(image via BBC)

South Africa is now the second African nation to announce their decision to leave the International Criminal Court, three days after the Burundi president signed a decree to withdraw. In Burundi, the International Criminal Court (ICC) had planned to investigate political violence that followed the president’s decision to pursue a third term last year. Thus, Burundi’s decision to leave can easily be categorized as a government trying to avoid scrutiny for misdeeds. However, South Africa’s exodus from the ICC is far more serious, as many fear that other African Union countries like Kenya and Uganda might now capitalize on the anti-ICC sentiment and follow suit in an exodus. South Africa refused to arrest Sudanese president Omar Hassan al-Bashir, who was visiting South Africa last year and faces charges of war crimes, crimes against humanity, and genocide in the Darfur region of Sudan.
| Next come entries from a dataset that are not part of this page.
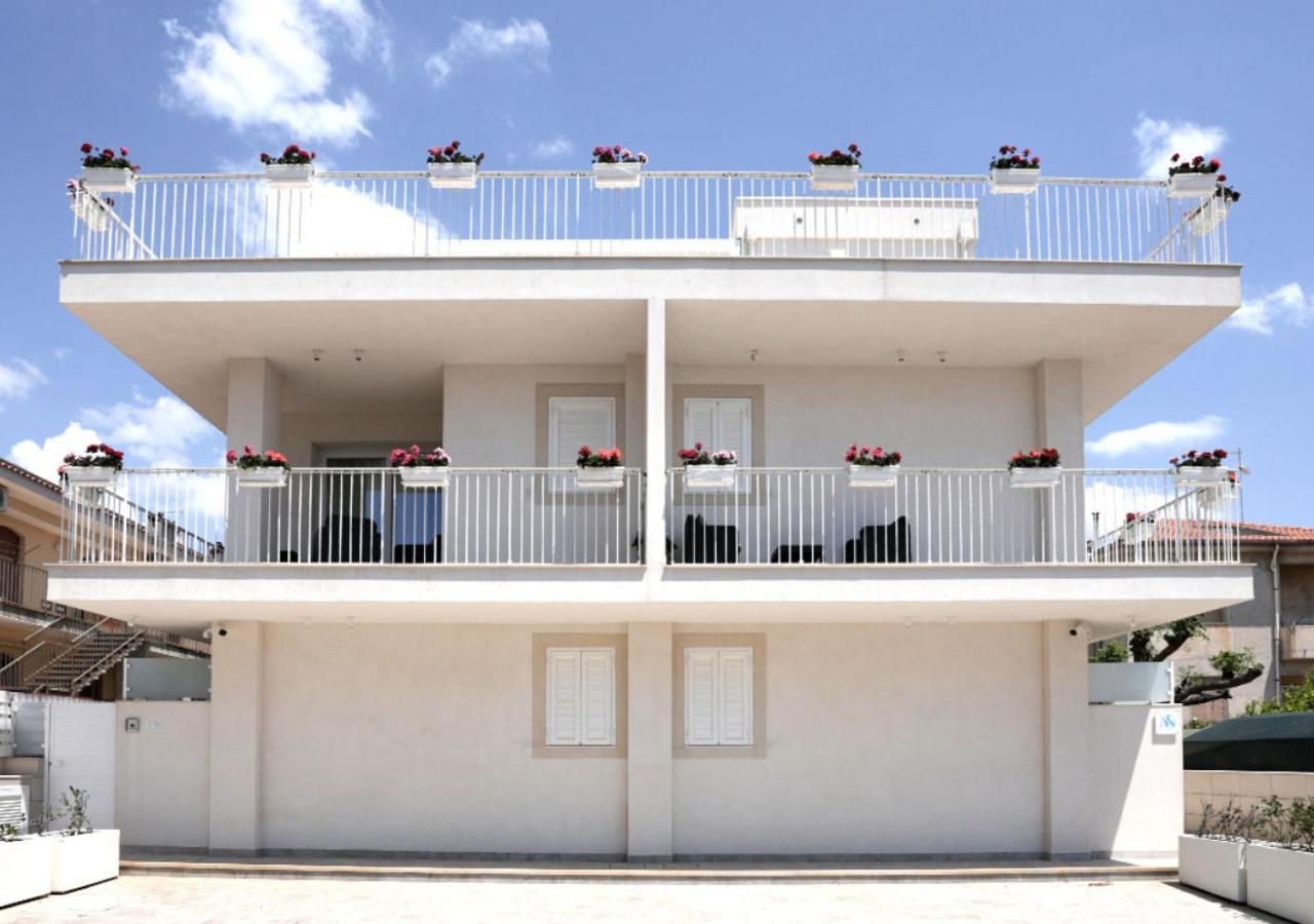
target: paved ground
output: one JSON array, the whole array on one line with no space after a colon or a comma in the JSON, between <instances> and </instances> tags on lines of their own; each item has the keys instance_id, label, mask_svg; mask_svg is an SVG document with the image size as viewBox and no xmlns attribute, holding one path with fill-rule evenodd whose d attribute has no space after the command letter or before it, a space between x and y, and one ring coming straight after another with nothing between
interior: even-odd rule
<instances>
[{"instance_id":1,"label":"paved ground","mask_svg":"<svg viewBox=\"0 0 1314 924\"><path fill-rule=\"evenodd\" d=\"M127 875L0 921L1273 921L1129 882L544 883Z\"/></svg>"}]
</instances>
African Union leaders have been critical of the court, saying it has disproportionately focused its prosecutions for war crimes, crimes against humanity, and genocide on Africa. Indeed, all of the people the ICC has convicted thus far have been Africans. But the ICC was created in part as a response to the Rwandan genocide in 1994 with overwhelming support of African governments. Six of the nine African cases handled by the ICC were brought by African governments themselves, and the remaining three were either referred by the United Nationals Security Council or initiated by the court’s prosecutors. Even so, some African leaders simply regard the court as an instrument of modern colonialism. Others attribute the focus on Africa as a result of difficulties encountered in conducting inquiries in places like Afghanistan, Syria, and Palestine.

Former United States ambassador at large for global justice called Burundi and South Africa’s decision “a betrayal of the victims of atrocious crimes.” He continued, “What we have here is an attempt to protect the leaders accused of horrible crimes in Burundi, Darfur, and Kenya among others and a continuation of impunity, but nothing for the people who are suffering from the crimes.” South Africa’s exodus from the court will take about a year, thus it remains to be seen what impact this will have of the perception of the ICC in Africa. Is it indeed an instrument for modern colonialism? Or does the ICC fulfill an important purpose in Africa, one that political leaders are simply eager to ignore in order to preserve their power?